The implied overall need to construct a decision support system for proper management of orchards to ensure sustainable good yields while at the same time maintaining soil and groundwater quality is the subject of the research project of Esmaiil Mokari, PhD student of environmental soil physics in the NMSU Department of Plant and Environmental Sciences. In partial support of this goal, Esmaiil received a 2018 NM WRRI Student Water Research Grant entitled: Optimizing fertilizer application and leaching under abiotic stresses within and below the Root Zone of Pecan Orchards. In this effort, Esmaiil is working in collaboration with his faculty advisor in the same department, Dr. Manoj Shukla.

The approach taken in this study is to combine a limited set of field measurements of water and nitrogen at various depths and times after fertilization, and then to use this information to calibrate model simulations that can extend and generalize the observed trends to gain a deeper understanding of nitrogen balance in irrigated pecan orchards. The model uses the computer software package, HYDRUS, which simulates the movement of water and multiple solutes through soil and includes nitrification and denitrification reactions.

For the current application, the orchard is under flood irrigation, so that the variation of properties occurs essentially just in one dimension, namely the vertical. If needed, such simulations can be generalized to represent variations in two or three dimensions as well. The parameter chosen to track nitrogen is its concentration in the form of the nitrate ion. Although the fertilizers used for the field measurements were urea and ammonium sulfate, neither of which are nitrate compounds, soil bacteria oxidize the nitrogen in the fertilizer to nitrate. Other bacteria can do the opposite and reduce it to elemental nitrogen, which plants cannot use because it is too unreactive. These competing rates of nitrification and denitrification can be estimated and included as parameters in the model simulations.

A specific objective of the research conducted to date has been to demonstrate that an optimized set of solute transport/reaction parameters can, in fact, be found that are consistent with the field measurements of nitrogen transport and transformations in the pecan orchard.
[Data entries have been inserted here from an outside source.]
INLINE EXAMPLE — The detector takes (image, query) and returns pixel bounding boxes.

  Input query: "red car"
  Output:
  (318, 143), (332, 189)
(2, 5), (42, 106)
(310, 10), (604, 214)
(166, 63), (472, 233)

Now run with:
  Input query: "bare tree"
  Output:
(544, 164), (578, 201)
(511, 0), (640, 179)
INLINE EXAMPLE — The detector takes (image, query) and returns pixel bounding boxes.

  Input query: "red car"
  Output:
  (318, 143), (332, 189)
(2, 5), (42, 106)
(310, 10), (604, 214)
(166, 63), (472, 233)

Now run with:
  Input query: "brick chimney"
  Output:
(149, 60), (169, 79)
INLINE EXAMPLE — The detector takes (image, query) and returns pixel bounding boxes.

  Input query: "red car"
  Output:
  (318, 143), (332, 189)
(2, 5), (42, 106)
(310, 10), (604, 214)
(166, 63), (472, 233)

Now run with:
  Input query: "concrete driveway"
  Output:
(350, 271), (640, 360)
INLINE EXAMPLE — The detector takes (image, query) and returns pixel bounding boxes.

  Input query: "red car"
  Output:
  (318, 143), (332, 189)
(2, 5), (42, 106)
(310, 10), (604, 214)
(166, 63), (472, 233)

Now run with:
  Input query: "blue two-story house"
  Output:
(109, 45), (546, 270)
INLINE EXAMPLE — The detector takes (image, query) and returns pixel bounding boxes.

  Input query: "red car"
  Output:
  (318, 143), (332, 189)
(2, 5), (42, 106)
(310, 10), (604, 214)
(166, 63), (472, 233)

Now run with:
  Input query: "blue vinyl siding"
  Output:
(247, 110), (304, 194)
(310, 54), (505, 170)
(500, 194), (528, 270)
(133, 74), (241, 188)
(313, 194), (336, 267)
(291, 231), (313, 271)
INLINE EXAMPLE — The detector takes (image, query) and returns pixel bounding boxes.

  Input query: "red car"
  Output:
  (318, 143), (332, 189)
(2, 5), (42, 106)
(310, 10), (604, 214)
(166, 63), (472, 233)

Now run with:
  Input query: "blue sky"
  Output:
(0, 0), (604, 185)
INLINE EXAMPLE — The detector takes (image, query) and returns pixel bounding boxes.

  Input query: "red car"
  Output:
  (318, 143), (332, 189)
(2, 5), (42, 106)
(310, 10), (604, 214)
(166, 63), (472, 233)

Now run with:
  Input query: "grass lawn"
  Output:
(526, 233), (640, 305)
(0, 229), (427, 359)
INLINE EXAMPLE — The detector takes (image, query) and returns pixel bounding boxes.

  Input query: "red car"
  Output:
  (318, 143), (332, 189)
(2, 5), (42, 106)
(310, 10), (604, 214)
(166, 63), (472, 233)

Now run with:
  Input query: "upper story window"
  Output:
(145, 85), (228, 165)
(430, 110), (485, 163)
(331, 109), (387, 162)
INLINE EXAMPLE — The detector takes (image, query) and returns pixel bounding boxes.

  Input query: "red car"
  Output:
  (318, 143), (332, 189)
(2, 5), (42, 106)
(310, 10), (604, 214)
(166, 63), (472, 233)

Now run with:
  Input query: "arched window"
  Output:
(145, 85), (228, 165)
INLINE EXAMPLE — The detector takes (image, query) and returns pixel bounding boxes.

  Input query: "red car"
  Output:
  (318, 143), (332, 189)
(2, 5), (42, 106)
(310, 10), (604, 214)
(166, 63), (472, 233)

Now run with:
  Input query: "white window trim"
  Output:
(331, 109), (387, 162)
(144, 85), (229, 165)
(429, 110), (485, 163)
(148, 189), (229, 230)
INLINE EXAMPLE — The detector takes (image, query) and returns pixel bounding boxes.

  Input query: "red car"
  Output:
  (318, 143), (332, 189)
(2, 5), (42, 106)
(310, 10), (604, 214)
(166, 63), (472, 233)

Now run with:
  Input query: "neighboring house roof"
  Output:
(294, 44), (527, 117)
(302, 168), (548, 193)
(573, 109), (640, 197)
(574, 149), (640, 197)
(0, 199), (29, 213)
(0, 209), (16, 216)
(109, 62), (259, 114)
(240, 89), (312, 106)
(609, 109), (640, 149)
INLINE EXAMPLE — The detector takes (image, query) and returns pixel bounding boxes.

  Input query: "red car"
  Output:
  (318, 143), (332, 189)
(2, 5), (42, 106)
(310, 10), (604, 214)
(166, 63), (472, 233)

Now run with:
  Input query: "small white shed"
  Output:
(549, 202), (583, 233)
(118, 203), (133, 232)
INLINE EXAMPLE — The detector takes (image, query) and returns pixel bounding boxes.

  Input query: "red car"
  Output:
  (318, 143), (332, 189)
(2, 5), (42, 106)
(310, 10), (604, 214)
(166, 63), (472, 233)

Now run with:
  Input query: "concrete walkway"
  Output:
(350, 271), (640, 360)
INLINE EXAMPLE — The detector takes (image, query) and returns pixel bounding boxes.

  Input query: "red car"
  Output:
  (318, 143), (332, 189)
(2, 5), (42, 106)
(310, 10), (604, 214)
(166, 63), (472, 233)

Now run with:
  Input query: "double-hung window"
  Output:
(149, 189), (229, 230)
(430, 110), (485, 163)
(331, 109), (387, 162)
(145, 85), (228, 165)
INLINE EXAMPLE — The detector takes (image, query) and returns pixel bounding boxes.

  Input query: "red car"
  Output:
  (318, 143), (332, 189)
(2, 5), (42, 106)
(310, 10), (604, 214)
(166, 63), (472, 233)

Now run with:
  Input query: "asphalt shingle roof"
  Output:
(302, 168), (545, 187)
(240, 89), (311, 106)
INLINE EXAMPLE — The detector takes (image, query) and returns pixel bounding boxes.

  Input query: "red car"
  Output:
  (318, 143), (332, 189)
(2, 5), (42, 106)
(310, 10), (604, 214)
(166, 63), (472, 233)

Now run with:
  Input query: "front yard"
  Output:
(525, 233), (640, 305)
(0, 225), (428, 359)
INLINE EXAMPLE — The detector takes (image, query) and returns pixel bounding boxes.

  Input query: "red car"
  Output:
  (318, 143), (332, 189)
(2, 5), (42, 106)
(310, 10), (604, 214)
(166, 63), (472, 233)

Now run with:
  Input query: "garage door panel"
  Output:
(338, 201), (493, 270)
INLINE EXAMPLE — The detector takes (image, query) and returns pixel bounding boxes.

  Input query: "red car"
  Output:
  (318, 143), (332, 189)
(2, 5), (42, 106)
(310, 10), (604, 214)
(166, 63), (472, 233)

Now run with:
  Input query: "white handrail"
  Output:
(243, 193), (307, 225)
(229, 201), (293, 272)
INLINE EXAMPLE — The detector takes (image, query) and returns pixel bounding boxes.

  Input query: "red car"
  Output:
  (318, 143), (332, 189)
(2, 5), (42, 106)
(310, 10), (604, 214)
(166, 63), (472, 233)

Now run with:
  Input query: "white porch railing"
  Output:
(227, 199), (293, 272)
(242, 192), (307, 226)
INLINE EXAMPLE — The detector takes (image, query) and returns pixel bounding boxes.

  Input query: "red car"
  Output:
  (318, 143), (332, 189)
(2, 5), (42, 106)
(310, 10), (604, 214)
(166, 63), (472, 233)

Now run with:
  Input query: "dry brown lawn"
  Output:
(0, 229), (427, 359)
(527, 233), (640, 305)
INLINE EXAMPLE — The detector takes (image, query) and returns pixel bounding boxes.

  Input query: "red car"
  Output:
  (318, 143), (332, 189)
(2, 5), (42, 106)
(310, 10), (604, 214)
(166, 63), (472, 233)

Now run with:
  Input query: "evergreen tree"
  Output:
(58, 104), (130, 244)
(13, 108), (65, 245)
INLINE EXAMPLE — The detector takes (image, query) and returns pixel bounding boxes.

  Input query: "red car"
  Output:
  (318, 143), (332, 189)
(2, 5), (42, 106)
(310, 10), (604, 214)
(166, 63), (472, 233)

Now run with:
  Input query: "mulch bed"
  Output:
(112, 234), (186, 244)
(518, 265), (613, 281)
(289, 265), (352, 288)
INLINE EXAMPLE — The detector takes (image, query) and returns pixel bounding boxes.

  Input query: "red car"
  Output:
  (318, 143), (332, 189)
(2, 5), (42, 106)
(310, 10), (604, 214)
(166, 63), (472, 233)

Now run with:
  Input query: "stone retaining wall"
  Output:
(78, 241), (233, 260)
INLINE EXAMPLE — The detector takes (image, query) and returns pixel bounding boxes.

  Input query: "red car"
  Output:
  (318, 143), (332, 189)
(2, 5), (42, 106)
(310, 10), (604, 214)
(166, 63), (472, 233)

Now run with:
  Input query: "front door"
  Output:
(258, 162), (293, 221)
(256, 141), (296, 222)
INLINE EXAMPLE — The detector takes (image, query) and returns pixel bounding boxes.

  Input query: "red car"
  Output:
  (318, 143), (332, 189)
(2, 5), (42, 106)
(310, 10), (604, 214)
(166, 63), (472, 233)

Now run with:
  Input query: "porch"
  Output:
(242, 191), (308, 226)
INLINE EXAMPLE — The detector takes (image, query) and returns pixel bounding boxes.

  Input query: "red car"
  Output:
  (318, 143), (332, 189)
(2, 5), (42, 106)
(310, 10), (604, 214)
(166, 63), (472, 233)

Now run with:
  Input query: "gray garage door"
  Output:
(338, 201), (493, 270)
Other objectives include determining soil water and nitrate dynamics within and below the root zone, the estimation of effects of water and nitrate variations on nitrate uptake by roots, and the overall level of nitrate as a function of fertilization over two growing seasons in a pecan orchard. Qualitatively, the investigation also supports the idea that to reduce nitrate leaching, more frequent but lighter applications of nitrogeneous fertilizers are recommended for flood-irrigated orchards.

Esmaiil is in the second year of his PhD program, and he expects to graduate in August 2021. He is originally from Iran, and graduated with a BS in water engineering from the University of Bu-Ali Sina, Hamedan, Iran; and with an MS in irrigation and drainage engineering from the University of Tehran, Iran. This research by Esmaiil is already accepted for publication in the Soil Science Society of America Journal, which is a very prestigious journal in soil physics and hydrology. Esmaiil has also published other articles in peer-reviewed journals, and he says he’s enjoyed the experience of becoming adept at solute transport modeling. He hopes eventually to obtain an academic position as a scientist where he can continue to carry on with his scholarly research.